Le 14 mars, je reviens du désert. Les compagnes et compagnons sortent des dunes magiques, les yeux pleins de poussière d’étoiles, ils voguent d’un nuage à l’autre sur une myriades de tapis volants. Chacun écoute son Petit Prince, personne ne le sait.

 

Le Petit PrinceIls ignoraient tout de cette rencontre.

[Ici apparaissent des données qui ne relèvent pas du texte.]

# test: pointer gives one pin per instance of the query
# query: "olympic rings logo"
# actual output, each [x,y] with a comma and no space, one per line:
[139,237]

Depuis fort fort longtemps, leur Petit Prince s’est endormi, s’est envolé dans le ciel, avec les choses des grands : la responsabilité, le sérieux, le temps qu’il faut consumer.

 

 

Dans le désert tout s’est arrêté. Le Petit Prince est venu les chercher, chacun son tour : les masques se sont envolés, les cœurs se sont mis à chanter, les pieds les mains ont joui de plaisir, brassé le sable chaud.

 

Pourquoi faudrait-il revenir ? Peut-on rester dans les nuages ?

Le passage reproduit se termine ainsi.